We have a gRPC application deployed in a cluster (v 1.17.6) with Istio (v 1.6.2) setup. The cluster has istio-ingressgateway setup as the edge LB, with SSL termination. The istio-ingressgateway is fronted by an AWS ELB (classic LB) in passthrough mode. This setup is fully functional and the traffic flows as intended, in general. So the setup looks like:
ELB => istio-ingressgateway => virtual service => app service => [(envoy)pods]
We are running load tests on this setup using GHZ (ghz.sh), running external to the application cluster. From the tests we’ve run, we have observed that each of the app container seems to get about 300 RPS routed to it, no matter the configuration of the GHZ test. For reference, we have tried various combos of --concurrency and --connection settings for the tests. This ~300 RPS is lower than what we expect from the app and, hence, requires a lot more PODs to provide the required throughput.

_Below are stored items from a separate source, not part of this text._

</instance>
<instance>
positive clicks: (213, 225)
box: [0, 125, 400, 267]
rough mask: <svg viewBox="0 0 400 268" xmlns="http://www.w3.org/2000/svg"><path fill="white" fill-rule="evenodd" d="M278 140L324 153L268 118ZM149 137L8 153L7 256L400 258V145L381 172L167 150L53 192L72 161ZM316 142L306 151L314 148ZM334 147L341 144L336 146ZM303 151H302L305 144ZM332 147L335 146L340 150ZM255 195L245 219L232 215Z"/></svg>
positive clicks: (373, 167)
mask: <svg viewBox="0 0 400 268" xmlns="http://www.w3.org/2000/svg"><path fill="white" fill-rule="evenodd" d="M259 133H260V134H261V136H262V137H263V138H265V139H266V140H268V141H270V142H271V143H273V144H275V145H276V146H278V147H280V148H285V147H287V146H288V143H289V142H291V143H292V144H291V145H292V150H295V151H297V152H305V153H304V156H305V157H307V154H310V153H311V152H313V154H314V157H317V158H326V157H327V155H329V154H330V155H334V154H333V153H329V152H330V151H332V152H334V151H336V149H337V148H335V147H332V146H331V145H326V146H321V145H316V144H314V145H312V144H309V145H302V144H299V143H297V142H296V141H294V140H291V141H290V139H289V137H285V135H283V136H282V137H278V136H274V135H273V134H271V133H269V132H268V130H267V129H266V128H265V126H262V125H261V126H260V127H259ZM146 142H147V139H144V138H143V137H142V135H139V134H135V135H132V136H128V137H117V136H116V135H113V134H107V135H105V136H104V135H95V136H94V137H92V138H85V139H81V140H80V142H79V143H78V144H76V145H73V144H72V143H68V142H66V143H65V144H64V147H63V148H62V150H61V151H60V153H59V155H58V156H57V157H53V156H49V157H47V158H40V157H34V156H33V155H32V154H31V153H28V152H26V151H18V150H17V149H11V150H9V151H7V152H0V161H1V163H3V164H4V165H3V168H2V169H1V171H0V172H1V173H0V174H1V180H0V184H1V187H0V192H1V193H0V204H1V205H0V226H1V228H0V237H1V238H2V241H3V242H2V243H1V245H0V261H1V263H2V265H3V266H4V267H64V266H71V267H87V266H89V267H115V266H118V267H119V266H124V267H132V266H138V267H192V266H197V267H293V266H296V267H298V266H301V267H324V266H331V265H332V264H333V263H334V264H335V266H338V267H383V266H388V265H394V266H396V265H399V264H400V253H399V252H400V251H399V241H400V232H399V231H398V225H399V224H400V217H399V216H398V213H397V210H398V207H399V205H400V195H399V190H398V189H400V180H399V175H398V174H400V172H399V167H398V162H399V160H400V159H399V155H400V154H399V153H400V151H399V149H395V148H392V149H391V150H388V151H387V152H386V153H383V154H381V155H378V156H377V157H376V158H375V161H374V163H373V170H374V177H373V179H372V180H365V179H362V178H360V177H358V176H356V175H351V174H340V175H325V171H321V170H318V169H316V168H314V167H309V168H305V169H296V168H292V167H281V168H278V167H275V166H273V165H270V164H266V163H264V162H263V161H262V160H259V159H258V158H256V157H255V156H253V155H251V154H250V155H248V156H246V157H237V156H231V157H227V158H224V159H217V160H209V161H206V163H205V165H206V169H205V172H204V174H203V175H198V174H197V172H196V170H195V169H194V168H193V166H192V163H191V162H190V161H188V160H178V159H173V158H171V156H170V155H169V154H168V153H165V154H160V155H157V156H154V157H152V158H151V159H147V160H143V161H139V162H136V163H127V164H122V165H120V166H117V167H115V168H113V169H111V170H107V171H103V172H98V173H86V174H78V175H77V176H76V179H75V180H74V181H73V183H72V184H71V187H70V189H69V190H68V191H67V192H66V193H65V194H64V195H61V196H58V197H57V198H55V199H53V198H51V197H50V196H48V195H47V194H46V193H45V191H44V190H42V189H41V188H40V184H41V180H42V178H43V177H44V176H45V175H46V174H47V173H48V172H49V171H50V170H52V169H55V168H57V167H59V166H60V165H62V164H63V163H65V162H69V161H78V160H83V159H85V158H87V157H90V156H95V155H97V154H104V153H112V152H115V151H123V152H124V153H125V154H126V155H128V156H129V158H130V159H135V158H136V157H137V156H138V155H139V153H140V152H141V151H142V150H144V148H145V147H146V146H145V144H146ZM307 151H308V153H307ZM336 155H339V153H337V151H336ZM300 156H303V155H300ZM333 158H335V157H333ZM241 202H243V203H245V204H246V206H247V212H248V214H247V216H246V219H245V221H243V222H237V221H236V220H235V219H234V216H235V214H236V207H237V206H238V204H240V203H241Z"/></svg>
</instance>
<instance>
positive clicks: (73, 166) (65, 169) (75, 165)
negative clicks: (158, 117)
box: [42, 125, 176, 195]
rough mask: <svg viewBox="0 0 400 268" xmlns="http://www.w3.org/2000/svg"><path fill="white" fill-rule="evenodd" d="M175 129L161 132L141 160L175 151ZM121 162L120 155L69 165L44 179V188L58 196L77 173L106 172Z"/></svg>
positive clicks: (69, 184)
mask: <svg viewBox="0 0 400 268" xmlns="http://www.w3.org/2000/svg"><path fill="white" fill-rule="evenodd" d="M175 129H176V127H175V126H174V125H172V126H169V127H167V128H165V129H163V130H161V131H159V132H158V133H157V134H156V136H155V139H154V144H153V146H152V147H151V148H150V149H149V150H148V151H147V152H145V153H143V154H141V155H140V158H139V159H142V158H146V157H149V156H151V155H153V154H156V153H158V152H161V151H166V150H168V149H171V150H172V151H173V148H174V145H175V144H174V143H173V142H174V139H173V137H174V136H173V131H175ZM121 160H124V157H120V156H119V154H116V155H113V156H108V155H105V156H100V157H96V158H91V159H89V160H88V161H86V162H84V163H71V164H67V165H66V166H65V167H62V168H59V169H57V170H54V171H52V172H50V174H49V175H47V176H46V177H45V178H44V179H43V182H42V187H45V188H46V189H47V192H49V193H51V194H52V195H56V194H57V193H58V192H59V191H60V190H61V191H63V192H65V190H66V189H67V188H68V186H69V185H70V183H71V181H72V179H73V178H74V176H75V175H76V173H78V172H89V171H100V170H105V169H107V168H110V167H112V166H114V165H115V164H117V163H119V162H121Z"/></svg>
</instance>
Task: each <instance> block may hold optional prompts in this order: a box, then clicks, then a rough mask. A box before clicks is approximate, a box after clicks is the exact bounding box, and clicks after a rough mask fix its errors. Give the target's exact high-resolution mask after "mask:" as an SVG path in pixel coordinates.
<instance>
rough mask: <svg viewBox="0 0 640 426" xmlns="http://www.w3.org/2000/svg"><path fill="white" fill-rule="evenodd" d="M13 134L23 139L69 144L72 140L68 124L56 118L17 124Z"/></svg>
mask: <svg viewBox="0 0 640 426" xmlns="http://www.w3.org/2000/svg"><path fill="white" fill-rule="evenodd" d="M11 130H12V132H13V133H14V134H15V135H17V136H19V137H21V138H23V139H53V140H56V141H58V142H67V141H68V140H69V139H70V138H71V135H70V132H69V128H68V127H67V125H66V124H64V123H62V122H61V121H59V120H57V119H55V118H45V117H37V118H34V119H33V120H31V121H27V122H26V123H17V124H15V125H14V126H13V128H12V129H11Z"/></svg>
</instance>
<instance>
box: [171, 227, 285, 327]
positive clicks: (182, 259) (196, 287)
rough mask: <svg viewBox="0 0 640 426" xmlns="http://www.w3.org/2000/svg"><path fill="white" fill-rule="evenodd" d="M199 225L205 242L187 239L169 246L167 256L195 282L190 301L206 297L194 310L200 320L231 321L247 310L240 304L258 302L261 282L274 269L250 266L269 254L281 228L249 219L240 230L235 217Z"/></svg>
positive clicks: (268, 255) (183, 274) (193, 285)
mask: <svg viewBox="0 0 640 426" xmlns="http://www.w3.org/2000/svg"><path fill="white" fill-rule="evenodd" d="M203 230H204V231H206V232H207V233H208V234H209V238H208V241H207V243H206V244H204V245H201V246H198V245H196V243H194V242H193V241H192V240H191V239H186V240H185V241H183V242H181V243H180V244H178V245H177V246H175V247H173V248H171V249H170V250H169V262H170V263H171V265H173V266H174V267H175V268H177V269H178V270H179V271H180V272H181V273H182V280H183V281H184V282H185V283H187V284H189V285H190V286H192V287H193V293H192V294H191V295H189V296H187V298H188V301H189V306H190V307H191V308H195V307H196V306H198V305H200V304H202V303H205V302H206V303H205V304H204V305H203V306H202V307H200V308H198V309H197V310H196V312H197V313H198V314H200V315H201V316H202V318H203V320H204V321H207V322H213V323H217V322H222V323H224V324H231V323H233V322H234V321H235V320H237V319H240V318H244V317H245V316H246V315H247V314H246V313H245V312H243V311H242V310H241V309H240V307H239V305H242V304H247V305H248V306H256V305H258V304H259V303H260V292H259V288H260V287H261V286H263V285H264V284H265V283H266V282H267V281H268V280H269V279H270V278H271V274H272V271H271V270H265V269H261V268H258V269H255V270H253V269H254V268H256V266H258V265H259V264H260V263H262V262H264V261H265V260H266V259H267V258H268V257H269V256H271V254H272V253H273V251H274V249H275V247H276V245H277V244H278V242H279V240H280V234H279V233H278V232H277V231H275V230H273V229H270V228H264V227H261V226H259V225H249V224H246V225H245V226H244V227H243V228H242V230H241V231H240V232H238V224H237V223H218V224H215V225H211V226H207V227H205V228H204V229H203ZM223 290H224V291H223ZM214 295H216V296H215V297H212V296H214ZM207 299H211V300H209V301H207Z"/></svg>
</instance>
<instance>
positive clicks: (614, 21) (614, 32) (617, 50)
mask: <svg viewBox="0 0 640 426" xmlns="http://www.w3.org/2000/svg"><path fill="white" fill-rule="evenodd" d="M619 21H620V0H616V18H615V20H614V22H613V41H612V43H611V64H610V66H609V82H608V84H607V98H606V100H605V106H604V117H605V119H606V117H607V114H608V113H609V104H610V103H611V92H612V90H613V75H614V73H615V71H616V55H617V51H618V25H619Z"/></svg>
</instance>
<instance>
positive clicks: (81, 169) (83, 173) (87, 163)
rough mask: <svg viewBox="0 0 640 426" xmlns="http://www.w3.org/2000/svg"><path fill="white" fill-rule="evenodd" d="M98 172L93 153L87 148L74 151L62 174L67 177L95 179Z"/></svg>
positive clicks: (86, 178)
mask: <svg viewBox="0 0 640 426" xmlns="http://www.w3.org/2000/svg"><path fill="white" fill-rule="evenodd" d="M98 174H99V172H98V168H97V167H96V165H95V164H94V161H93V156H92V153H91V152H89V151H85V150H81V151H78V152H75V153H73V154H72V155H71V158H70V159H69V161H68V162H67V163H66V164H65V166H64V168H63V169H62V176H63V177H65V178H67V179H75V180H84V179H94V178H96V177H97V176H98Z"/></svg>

We are really interested in understanding the details of the physical connection (gRPC/HTTP2) setup in this case, all the way from the ELB to the app/envoy and the details of the load balancing being done. Of particular interest is the the case when the same client, GHZ e.g., opens up multiple connections (specified via the --connection option). We have looked at Kiali and it doesn’t give us the appropriate visibility.
Questions:
- How can we get visibility into the physical connections being setup from the ingress gateway to the pod/proxy?
- How is the “per request gRPC” load balancing happening?
- What options might exist to optimize the various components involved in this setup?
Thanks.